Many fans reacting negatively to the Ravens’ decision to trade out of the first-round on Thursday night have lamented the loss of Alabama linebacker Dont’a Hightower to the New England Patriots.
The scenario appeared to be playing out perfectly for those coveting the talented inside linebacker as the Pittsburgh Steelers drafted Stanford guard David DeCastro with the 24th pick despite being rumored to take Hightower as the replacement for James Farrior. However, the Patriots then swapped their 31st pick and a fourth-rounder (126th overall) to the Denver Broncos to move into the 25th slot and nab Hightower.
Those asking why the Ravens wouldn’t pay that price to move up must remember their fourth-round selection was a compensatory pick, meaning general manager Ozzie Newsome was prohibited from using it in a trade. It’s unlikely that Denver would have been happy with a combination of picks from the final three rounds, so the Ravens probably would have needed to dangle their third-round selection to move to the No. 25 slot, especially with another team interested in trading with the Broncos.

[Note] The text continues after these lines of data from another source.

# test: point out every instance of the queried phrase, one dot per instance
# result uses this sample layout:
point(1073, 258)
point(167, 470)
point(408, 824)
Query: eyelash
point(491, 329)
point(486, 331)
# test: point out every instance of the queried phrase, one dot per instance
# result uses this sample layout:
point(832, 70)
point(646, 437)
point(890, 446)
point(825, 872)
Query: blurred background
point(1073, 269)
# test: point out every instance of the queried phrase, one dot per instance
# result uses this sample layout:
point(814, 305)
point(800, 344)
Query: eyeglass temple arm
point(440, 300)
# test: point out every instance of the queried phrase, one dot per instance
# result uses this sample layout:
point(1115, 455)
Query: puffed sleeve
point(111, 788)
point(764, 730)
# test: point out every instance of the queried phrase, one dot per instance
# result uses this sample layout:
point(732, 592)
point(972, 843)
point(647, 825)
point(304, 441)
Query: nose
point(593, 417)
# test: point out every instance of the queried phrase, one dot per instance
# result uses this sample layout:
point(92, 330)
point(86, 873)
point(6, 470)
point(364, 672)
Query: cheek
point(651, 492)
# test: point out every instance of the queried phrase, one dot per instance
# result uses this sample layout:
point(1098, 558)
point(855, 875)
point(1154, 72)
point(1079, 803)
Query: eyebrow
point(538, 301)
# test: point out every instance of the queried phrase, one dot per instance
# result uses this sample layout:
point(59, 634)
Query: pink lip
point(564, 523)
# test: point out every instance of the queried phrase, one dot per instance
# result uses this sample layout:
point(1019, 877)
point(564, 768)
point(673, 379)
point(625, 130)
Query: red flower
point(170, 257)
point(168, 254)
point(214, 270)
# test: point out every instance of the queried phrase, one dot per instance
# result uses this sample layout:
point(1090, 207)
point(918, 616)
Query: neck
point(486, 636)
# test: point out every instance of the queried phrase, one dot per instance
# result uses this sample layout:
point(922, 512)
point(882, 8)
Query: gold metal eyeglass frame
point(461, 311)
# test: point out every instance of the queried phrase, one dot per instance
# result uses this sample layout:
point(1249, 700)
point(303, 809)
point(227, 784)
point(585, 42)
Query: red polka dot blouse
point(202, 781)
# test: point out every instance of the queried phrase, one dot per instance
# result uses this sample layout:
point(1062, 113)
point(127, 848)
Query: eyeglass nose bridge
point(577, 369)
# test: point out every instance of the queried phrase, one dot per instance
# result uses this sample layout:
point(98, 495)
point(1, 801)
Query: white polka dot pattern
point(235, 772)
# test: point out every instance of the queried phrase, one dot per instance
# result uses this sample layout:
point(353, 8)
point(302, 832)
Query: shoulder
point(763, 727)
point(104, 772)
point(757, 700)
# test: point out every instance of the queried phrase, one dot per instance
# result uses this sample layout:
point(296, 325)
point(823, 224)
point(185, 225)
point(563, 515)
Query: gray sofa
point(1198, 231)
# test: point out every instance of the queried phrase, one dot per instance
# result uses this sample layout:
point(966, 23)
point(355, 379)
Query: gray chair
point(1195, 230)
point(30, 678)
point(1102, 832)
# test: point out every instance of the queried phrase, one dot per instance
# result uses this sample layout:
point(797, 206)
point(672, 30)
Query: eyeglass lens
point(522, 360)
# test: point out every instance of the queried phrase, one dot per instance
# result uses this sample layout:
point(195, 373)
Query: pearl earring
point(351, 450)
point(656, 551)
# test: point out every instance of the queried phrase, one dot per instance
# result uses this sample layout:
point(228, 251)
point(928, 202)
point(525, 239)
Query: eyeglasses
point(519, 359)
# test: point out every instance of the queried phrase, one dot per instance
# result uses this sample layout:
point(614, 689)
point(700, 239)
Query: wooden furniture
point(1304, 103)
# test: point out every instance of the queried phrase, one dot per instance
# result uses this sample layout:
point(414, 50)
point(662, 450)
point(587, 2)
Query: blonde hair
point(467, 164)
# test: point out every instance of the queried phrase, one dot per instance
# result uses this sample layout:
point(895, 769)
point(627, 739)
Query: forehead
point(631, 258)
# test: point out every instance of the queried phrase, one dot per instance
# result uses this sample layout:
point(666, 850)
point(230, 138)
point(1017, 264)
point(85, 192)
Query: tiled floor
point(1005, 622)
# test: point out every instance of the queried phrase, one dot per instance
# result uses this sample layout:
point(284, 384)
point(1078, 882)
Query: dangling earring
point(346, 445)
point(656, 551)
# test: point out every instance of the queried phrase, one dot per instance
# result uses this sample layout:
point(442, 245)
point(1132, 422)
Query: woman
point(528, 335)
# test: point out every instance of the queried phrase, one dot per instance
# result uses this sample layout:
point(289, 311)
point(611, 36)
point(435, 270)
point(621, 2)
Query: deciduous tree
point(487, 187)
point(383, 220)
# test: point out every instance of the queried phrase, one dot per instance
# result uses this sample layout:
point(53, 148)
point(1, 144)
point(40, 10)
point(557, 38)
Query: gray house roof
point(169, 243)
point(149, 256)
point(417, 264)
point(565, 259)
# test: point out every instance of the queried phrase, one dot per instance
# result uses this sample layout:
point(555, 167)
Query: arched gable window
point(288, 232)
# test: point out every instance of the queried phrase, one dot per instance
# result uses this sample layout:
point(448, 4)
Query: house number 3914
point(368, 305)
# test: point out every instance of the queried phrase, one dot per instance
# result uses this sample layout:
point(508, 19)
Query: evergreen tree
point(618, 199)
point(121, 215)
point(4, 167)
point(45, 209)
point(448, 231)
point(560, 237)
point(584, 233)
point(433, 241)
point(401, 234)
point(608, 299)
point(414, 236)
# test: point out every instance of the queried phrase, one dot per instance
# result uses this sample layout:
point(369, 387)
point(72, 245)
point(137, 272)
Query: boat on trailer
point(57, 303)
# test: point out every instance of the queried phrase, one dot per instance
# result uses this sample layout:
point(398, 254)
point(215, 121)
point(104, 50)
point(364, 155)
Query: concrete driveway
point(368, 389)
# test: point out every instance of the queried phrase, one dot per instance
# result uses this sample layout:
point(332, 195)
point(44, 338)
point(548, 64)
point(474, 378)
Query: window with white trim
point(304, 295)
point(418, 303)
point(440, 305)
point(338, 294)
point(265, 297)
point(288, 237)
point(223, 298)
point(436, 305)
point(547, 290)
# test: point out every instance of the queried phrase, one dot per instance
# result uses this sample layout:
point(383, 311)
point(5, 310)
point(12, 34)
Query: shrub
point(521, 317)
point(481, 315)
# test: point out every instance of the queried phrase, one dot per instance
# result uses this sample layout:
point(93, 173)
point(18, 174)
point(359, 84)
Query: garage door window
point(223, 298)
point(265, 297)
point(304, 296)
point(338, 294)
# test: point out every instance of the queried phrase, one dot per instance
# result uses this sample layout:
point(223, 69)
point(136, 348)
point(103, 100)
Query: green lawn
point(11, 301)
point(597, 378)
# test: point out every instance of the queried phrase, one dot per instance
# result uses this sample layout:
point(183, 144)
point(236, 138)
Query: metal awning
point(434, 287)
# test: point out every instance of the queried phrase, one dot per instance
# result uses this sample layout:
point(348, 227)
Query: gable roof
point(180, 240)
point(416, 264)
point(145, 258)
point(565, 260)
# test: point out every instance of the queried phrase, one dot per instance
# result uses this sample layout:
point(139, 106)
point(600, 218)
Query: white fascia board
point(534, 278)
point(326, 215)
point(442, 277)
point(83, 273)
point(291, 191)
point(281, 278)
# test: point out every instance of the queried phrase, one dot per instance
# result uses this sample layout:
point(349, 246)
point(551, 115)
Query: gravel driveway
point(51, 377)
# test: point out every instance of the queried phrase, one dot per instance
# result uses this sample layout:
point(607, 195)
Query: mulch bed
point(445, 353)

Had the Ravens decided to move up to draft Hightower, I suspect many would be criticizing them for needlessly surrendering another pick to trade up since the Steelers chose a player other than Hightower and there would have been no way of knowing New England’s ultimate intentions. The lesson is it takes two parties to consummate a trade, and it’s far more complicated trying to anticipate what the other 31 teams are trying to do.
While Hightower is a talented player and may develop into a Pro Bowl linebacker, I still question whether he would have been worth surrendering a third-round pick in addition to the first-rounder you’d use to select him. Many fans and media alike are fascinated with the concept of finding an “heir apparent” to Ray Lewis, but it’s important not to idealize a given player as the only one who can take Lewis’ place in the next year or two.
You’re simply not going to find another Ray Lewis and placing those expectations on Hightower or any other young player is unfair and will ultimately leave fans disappointed, no matter how good the player might be.
I suspect much of the morning-after frustration stems from the anticipation for the start of the draft, only for the Ravens to come away without a pick on Thursday night. With the Ravens scheduled to make three picks on Friday night, the mindset will likely improve by the end of the third round.